Hace una semana mi teléfono provisto de Internet, un
smartphone como se les llama técnicamente, saltó desde mi bolsillo a un charco
abducido por el espíritu de Chiquito Grijandemor. No alcancé a escucharlo pero
seguro que pronunció “al ataqueeeer”. Me quedé sin teléfono, y si hubiera
llevado reloj también lo hubiera perdido pues para recuperarlo metí la mano en
el agua hasta el puño.
No soy mucho de tecnologías, pero reconozco que le había
cogido gustillo a eso de “estar conectado”: era la única manera de sentirme en
contacto durante la jornada con otra realidad más amable que la de andar todo
el día corriendo, presionado, paquete p’arriba, paquete p’abajo. No entiendo lo
del whatsapp, ni lo de bajarse aplicaciones o movidas por el estilo.
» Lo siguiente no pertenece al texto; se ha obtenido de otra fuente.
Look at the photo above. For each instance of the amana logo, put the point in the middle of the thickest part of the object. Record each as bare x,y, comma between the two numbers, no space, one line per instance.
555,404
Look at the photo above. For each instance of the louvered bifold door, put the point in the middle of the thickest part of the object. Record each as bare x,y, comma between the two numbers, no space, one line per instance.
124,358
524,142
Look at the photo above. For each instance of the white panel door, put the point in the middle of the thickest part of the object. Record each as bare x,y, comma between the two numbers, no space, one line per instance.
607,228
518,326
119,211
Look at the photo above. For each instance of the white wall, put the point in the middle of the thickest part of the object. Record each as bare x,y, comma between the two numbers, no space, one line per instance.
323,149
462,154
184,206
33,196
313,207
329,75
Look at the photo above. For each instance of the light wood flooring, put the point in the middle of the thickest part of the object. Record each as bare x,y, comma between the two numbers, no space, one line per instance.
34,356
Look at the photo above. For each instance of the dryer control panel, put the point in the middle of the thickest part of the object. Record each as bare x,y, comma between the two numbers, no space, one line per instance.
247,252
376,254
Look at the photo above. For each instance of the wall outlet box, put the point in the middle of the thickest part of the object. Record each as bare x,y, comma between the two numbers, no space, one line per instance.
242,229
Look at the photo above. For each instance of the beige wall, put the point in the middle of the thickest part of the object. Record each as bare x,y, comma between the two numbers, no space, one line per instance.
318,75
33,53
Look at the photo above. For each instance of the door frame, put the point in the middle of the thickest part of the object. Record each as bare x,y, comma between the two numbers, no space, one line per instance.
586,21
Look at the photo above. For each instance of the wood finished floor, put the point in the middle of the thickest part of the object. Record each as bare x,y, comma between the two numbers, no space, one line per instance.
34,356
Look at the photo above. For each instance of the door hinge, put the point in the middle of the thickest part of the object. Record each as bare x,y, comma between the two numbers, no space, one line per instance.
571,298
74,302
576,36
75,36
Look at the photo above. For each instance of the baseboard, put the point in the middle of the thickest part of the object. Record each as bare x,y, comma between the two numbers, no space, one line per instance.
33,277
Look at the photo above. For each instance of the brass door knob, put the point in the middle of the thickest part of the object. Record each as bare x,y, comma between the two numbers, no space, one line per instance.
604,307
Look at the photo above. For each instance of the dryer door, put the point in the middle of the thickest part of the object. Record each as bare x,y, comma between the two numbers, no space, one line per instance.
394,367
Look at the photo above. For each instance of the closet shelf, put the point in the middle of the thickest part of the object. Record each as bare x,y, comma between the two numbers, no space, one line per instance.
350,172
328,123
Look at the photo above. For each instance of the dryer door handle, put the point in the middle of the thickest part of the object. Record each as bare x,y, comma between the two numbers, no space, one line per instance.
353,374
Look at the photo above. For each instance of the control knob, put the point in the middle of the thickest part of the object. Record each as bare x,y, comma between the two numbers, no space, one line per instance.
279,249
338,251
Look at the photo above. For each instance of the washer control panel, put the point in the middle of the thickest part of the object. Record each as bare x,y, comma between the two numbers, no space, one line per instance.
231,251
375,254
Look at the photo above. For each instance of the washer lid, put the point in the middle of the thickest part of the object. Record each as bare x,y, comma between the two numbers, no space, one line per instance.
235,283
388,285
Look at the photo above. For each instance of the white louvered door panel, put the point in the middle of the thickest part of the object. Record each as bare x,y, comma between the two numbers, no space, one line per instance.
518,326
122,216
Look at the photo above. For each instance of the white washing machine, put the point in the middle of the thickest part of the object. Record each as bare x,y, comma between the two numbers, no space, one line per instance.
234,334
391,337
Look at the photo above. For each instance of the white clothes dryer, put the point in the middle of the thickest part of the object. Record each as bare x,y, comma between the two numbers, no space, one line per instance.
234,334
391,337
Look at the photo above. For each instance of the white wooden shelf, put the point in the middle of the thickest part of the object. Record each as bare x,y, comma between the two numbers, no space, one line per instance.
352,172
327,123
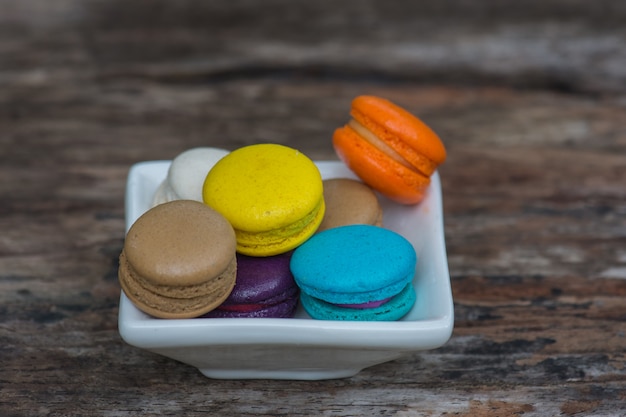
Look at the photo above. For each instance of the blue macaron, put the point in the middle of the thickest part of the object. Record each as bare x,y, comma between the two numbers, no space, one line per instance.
356,272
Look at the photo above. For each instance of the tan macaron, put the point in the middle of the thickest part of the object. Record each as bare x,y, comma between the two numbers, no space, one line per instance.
178,260
350,201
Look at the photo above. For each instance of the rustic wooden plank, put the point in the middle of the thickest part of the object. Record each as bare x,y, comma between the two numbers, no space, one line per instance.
529,100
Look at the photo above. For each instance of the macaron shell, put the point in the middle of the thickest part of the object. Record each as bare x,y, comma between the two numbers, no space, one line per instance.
265,288
404,132
271,194
186,174
378,170
180,243
396,308
176,306
178,260
354,264
349,201
277,241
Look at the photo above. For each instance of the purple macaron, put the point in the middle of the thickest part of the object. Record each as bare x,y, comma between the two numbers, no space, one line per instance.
264,287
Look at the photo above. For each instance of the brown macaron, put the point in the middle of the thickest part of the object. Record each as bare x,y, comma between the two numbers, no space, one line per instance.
348,202
178,260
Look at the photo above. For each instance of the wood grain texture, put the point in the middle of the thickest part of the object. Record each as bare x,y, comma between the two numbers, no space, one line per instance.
529,99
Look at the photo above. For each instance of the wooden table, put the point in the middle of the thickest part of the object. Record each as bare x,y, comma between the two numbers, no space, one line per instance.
529,98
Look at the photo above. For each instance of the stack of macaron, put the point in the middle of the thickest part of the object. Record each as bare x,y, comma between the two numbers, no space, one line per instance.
255,232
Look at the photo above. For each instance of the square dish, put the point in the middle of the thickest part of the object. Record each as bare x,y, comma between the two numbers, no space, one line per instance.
302,348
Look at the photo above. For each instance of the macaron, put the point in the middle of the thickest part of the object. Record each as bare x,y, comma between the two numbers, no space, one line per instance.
186,175
349,201
178,260
389,148
356,272
265,288
271,194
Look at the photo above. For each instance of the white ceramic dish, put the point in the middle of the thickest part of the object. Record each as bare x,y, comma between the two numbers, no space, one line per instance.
302,348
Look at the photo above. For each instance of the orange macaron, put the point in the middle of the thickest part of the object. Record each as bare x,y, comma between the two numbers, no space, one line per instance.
390,149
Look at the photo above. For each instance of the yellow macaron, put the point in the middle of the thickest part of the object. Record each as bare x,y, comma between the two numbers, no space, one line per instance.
271,194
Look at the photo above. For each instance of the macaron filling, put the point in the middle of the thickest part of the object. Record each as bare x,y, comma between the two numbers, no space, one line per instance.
276,241
374,140
371,304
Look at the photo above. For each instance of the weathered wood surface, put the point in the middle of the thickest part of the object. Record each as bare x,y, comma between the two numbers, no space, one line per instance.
529,98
Tal vez esa ignorancia provocó en su día que en lugar de
buscar una aplicación capaz de ayudarme a asimilar el paso del tiempo, a
comprender el significado de la fugacidad, me aplicara en la tarea de jugar con
las metáforas y las alegorías, y acabara construyendo un relato, una parábola
contemporánea de un montón de paginas. A unos les da por apretar teclitas;
otros, de carácter más obtuso, preferimos tontear con la literatura, para
llegar al final a idénticas conclusiones.
Encima de mi pupitre los puse juntos: el móvil suicidado y
un reloj de arena que compré en un anticuario.